Department of ophthalmology, Nanfang Hospital, Southern Medical University , Guangzhou, China.
State Key Laboratory of Ophthalmology, Zhongshan Ophthalmic Center, Sun Yat-sen University , Guangzhou, China.
Curr Eye Res. 2020 Jul;45(7):774-781. doi: 10.1080/02713683.2019.1705491. Epub 2019 Dec 26.
Endogenous toll-like receptor (TLR) 2 is linked to allograft rejection in corneal transplantation. TLR2 also could modulate dendritic cell (DC) phenotype, resulting in T cell polarization. Thus, we investigated the role of endogenous TLR2 on DC development and T cell polarization during corneal rejection.

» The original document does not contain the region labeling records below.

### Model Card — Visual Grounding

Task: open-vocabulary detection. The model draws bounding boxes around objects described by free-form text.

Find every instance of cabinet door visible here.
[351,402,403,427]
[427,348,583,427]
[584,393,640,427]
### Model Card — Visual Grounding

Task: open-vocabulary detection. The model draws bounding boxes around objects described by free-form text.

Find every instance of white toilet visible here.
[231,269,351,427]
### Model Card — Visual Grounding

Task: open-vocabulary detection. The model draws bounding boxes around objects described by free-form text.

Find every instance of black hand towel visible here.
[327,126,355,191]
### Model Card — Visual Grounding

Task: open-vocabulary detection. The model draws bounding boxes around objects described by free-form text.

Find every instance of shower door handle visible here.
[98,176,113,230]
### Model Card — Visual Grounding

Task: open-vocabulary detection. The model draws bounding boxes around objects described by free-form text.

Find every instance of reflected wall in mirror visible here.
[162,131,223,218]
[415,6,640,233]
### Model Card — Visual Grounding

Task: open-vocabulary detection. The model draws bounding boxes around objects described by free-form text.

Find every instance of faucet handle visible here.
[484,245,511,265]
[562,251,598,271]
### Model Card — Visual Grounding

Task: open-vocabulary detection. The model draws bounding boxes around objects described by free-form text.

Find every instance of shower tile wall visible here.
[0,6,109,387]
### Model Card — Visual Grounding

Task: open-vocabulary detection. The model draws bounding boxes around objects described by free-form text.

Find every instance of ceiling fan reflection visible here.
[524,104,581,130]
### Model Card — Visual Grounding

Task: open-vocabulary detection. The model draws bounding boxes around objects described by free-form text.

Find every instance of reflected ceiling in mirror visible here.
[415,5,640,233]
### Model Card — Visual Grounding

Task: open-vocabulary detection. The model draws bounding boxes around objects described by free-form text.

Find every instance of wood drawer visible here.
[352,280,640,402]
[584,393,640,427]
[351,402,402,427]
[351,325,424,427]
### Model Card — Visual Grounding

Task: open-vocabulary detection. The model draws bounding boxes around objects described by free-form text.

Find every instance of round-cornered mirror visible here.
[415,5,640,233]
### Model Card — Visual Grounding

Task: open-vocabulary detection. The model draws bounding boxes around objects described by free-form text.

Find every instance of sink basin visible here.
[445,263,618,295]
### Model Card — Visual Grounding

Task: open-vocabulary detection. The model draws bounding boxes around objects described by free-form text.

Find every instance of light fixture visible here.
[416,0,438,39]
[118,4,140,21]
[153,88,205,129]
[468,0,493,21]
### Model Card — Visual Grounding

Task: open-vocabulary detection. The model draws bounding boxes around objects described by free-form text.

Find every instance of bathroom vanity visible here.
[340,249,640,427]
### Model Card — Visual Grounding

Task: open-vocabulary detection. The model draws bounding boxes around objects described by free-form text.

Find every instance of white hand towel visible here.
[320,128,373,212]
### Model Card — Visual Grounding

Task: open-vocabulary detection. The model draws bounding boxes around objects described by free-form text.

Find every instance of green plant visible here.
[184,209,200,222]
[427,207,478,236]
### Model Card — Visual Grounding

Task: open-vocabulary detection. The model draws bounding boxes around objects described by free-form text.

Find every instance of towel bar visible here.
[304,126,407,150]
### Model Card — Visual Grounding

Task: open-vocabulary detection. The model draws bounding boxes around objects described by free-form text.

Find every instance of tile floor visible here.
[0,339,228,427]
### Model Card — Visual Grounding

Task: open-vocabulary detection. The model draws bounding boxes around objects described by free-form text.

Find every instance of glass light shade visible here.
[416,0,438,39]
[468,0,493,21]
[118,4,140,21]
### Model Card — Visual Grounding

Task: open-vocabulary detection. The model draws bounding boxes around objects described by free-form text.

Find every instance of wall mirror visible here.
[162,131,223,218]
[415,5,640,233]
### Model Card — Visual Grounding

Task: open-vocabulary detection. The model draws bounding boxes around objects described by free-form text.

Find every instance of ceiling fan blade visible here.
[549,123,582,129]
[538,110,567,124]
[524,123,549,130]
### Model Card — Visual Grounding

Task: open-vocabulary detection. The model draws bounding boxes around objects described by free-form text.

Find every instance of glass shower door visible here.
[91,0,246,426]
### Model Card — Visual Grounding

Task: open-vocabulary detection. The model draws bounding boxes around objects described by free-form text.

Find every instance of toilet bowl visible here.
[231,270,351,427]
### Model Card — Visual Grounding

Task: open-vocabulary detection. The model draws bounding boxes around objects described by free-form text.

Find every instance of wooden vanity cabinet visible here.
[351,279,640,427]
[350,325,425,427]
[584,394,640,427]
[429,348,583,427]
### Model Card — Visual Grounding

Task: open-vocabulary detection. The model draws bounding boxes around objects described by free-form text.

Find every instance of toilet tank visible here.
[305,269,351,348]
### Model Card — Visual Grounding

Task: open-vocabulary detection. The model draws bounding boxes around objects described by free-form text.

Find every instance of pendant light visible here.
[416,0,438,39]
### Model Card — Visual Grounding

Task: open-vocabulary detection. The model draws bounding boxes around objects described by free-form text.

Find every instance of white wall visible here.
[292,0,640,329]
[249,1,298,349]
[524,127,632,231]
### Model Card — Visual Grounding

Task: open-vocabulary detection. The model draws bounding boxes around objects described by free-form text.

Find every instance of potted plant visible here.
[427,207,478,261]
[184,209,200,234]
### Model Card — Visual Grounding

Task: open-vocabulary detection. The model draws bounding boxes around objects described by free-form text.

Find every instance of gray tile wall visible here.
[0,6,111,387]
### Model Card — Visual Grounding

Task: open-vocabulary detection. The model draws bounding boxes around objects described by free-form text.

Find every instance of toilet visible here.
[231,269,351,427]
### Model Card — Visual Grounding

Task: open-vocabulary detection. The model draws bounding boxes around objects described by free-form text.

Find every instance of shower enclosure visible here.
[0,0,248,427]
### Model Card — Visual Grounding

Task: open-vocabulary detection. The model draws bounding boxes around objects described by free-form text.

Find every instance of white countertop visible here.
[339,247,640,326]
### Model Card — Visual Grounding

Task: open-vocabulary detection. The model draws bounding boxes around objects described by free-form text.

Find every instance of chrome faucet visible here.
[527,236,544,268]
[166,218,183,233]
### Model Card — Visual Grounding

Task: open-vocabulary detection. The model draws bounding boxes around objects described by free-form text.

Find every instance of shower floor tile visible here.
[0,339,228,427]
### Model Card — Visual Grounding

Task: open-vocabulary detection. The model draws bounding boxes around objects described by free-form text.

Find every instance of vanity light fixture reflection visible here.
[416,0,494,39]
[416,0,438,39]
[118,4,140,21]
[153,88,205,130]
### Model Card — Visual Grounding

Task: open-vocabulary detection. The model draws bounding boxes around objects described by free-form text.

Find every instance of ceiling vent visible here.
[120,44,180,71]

Corneas of BALB/c mice were transplanted into the eyes of C57BL/6 wild-type (WT) recipients and (KO) recipients. Graft survival and TLR2 mRNA expression were assessed. At day 14 after transplantation, to study endogenous TLR2 effects on DC development and function, surface expression of MHC classⅡ (MHCⅡ), CD86, CD80 and CD40 in ipsilateral cervical draining lymph nodes (DLNs) is measured by flow cytometry, and DC phenotype in corneas is detected by immunofluorescence. The levels of IL-12, IL-10 and IL-4 in corneas were measured by real time-qPCR (RT-qPCR). The ability of DCs to stimulate T cell polarization was assessed by IFN-γ expressions via RT-qPCR and immunohistochemistry.
TLR2 mRNA expression in corneas was peaked at day 14 post-transplantation in WT group. KO group improved corneal allograft survival compared to the WT group. In addition, the KO group decreased expression of CD86, CD80 and CD40 on DCs compared to the WT group. There was no difference in MHCⅡ expression in two groups. The CD11cMHCⅡCD40 DCs could not be detected in corneas of the KO group. Moreover, the KO group decreased IL-12 (Th1-promoting cytokines) mRNA expression and increasing IL-10 (Treg-promoting cytokines) mRNA expression compared to the WT group. IL-4 (Th2-promoting cytokines) mRNA expression gained no difference between the two groups. The IFN-γ (Th1 cytokines) expression was significantly decreased in the KO group compared to the WT group.
Endogenous TLR2 may contribute to allogeneic corneal rejection via Th1 immunity by activating Th1-promoting DCs and suppressing Treg-promoting DCs.
内源性 toll 样受体 (TLR) 2 与角膜移植中的同种异体移植物排斥反应有关。TLR2 还可以调节树突状细胞 (DC) 表型,导致 T 细胞极化。因此,我们研究了内源性 TLR2 在角膜排斥反应过程中对 DC 发育和 T 细胞极化的作用。
将 BALB/c 小鼠的角膜移植到 C57BL/6 野生型 (WT) 受体和 TLR2 敲除 (KO) 受体的眼睛中。评估移植物存活率和 TLR2 mRNA 表达。在移植后第 14 天,为了研究内源性 TLR2 对 DC 发育和功能的影响,通过流式细胞术测量同侧颈淋巴结 (DLN) 中 MHC Ⅱ类 (MHCⅡ)、CD86、CD80 和 CD40 的表面表达,并通过免疫荧光检测角膜中的 DC 表型。通过实时 qPCR (RT-qPCR) 测量角膜中 IL-12、IL-10 和 IL-4 的水平。通过 RT-qPCR 和免疫组织化学评估 DC 刺激 T 细胞极化的能力。
WT 组角膜中 TLR2 mRNA 表达在移植后第 14 天达到峰值。与 WT 组相比,KO 组改善了角膜同种异体移植物的存活率。此外,KO 组中 CD86、CD80 和 CD40 表达降低。两组之间 MHCⅡ的表达没有差异。在 KO 组的角膜中未检测到 CD11cMHCⅡCD40 DC。此外,与 WT 组相比,KO 组中 IL-12(Th1 促进细胞因子)mRNA 表达降低,IL-10(Treg 促进细胞因子)mRNA 表达增加。两组之间 IL-4(Th2 促进细胞因子)mRNA 表达无差异。与 WT 组相比,KO 组中 IFN-γ(Th1 细胞因子)的表达明显降低。
内源性 TLR2 可能通过激活 Th1 促进的 DC 并抑制 Treg 促进的 DC,通过 Th1 免疫导致同种异体角膜排斥反应。